Depending on the software stack that you decide to employ for your Data Provider, you will see a wide range of QPS performance. Having an optimal stack translates into better performing servers, which ultimately means you will need less servers to achieve the same performance.

  • Listener and application: The listener should be used to listen to requests and the application should be processing the information in the requests; listener and application should be decoupled.
  • Recommended tech stacks: The best performance we have seen is with LuaJIT, C, and C++ (with careful deterministic garbage collection) running on Nginx servers.Many have seen reduced timeout rates by switching to Nginx servers.
  • Non-recommended tech stacks: We don't recommend using interpreted languages such as PHP or Python. We also don't recommend using Java (tomcat, jetty, custom) or other languages where there is non-deterministic garbage collection timing.
  • I/O: Your solution should avoid any kind of disk I/O as it is slow and response times are random, which can easily saturate the disk, so try to have all logging done to RAM. If you must write to disk, we suggest you write to /dev/shm/filename and roll the file over every couple of minutes with a cronscript that compresses the file and moves it to disk.
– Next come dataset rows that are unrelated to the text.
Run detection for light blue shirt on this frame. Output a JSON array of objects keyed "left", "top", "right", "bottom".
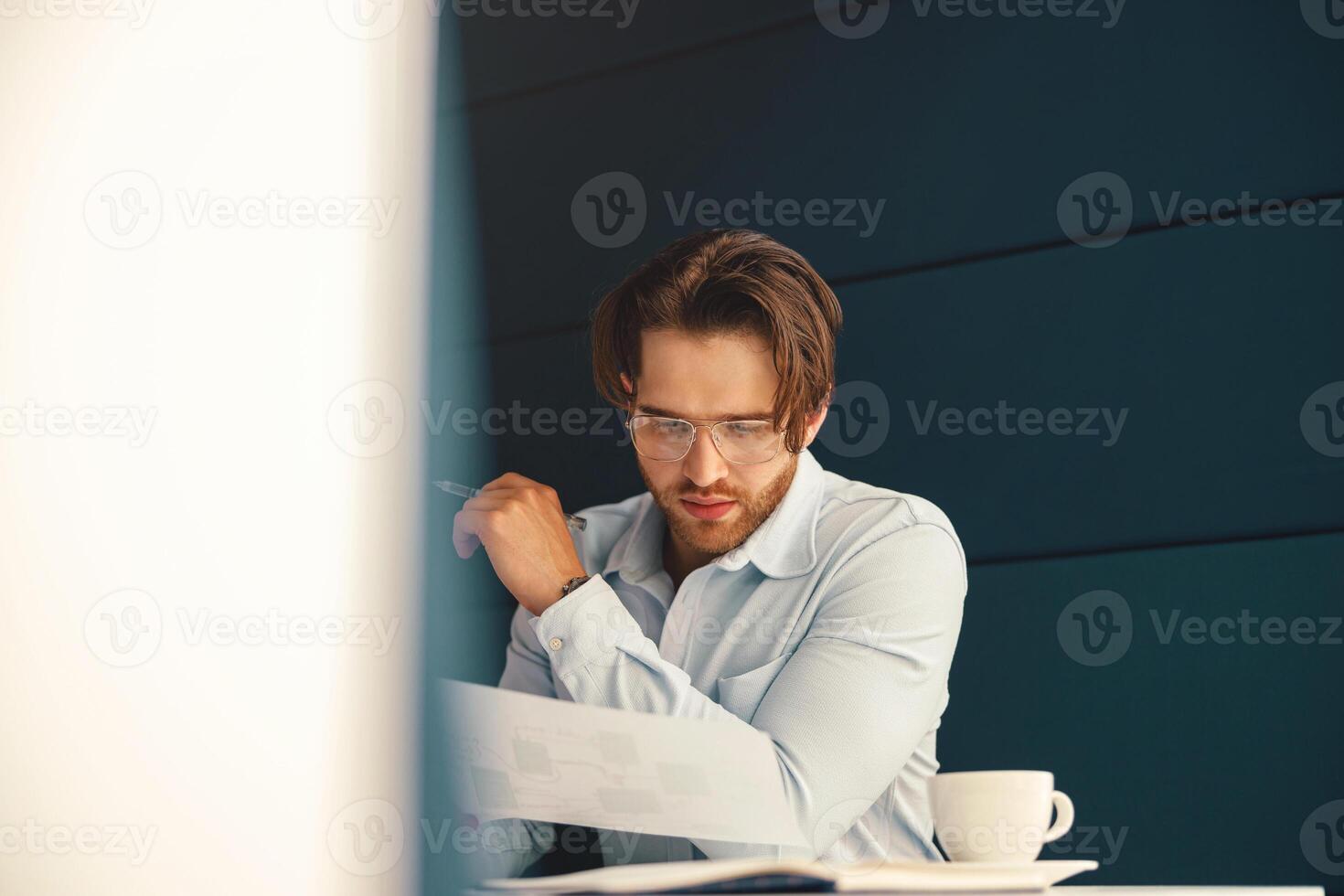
[{"left": 484, "top": 452, "right": 966, "bottom": 873}]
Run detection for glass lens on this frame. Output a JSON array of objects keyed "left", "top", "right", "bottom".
[
  {"left": 630, "top": 415, "right": 695, "bottom": 461},
  {"left": 711, "top": 421, "right": 780, "bottom": 464}
]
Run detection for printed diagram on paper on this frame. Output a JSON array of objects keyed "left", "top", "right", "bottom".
[{"left": 443, "top": 681, "right": 803, "bottom": 844}]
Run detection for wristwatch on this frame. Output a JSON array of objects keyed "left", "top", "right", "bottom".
[{"left": 560, "top": 575, "right": 592, "bottom": 598}]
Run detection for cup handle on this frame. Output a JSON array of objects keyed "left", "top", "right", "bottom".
[{"left": 1040, "top": 790, "right": 1074, "bottom": 844}]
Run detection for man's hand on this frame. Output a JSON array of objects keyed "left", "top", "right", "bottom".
[{"left": 453, "top": 473, "right": 586, "bottom": 616}]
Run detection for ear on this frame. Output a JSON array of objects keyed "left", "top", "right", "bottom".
[
  {"left": 621, "top": 373, "right": 635, "bottom": 414},
  {"left": 803, "top": 387, "right": 835, "bottom": 447}
]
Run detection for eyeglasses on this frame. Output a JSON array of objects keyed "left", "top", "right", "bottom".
[{"left": 625, "top": 414, "right": 783, "bottom": 464}]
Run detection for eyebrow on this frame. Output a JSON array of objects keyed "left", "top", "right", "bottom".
[{"left": 635, "top": 403, "right": 774, "bottom": 421}]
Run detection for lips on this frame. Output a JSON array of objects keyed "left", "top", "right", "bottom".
[{"left": 681, "top": 498, "right": 738, "bottom": 520}]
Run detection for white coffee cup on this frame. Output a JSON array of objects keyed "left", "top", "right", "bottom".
[{"left": 929, "top": 771, "right": 1074, "bottom": 862}]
Run the compress at lower priority, for example,10 gzip, to help avoid CPU contention.
  • Cross CPU scheduling: To avoid cross CPU scheduling issues, we have seen good results when using CPU affinity to keep the worker process (and it's threads) on a single CPU. We have seen this significantly increase performance when implemented while running one worker per CPU.

Data provider bidder performance best practices

Having the appropriate targets for performance metrics (response times, timeout rates) is key to guiding your data provider to be successfully integrated on our platform.

  • Response time: You should engineer your solution to respond to bid requests within 7 milliseconds or less as opposed to 10 milliseconds. This will ensure that your solution accounts for jitter latency.
  • Timing out: You must aim to approach a 0% timeout rate (actually reaching no timeouts is not possible due to jitter latency). Your bidder times out when it has failed to respond to a bid request from the impression bus within 10 milliseconds of the request being sent. If you time out, the impression bus will close the connection and re-open the next time it has an impression (basically instantly). This close/open thrashing will usually cause a lot of load on the box and thus more timeouts and a cascade failure of thrashing. Build your application so that it always responds within ~7ms with segment codes or a new line.
  • Stress testing: As you initiate your integration, set the pass through percentage of your bidder (through the passthrough_percent field of your bidder profile) to 1% and slowly increase it as you see that your bidder approaches a 100% response rate.

Connection management best practices

Properly managing connections will be extremely important in helping your data provider effectively manage the formidable traffic levels that the impression bus sends your way.

  • Monitoring connections: Measuring the number of ESTABLISHED vs TIME_WAIT sockets is a good way to study your server's timeouts. Use this script substituting '8080' with your port:

    netstat -na | grep ':8080 ' | awk '{ print $NF }' | sort | uniq -c

Good performance is indicated by mostly ESTABLISHED sockets whereas mostly TIME_WAIT sockets indicate timeouts and a cascading failure of thrashing.

  • Connection metrics: The best metric for monitoring connections is queries/connections as opposed to connections/second.
  • Keep-Alive protocol: You should be supporting Keep-Alive protocol and trying to keep connections open as long as possible. Typically we see 300 queries per connection, meaning that if you are closing the connection, you will see 300x more opens/closes. You should be returning "Connection: keep-alive" in your response headers.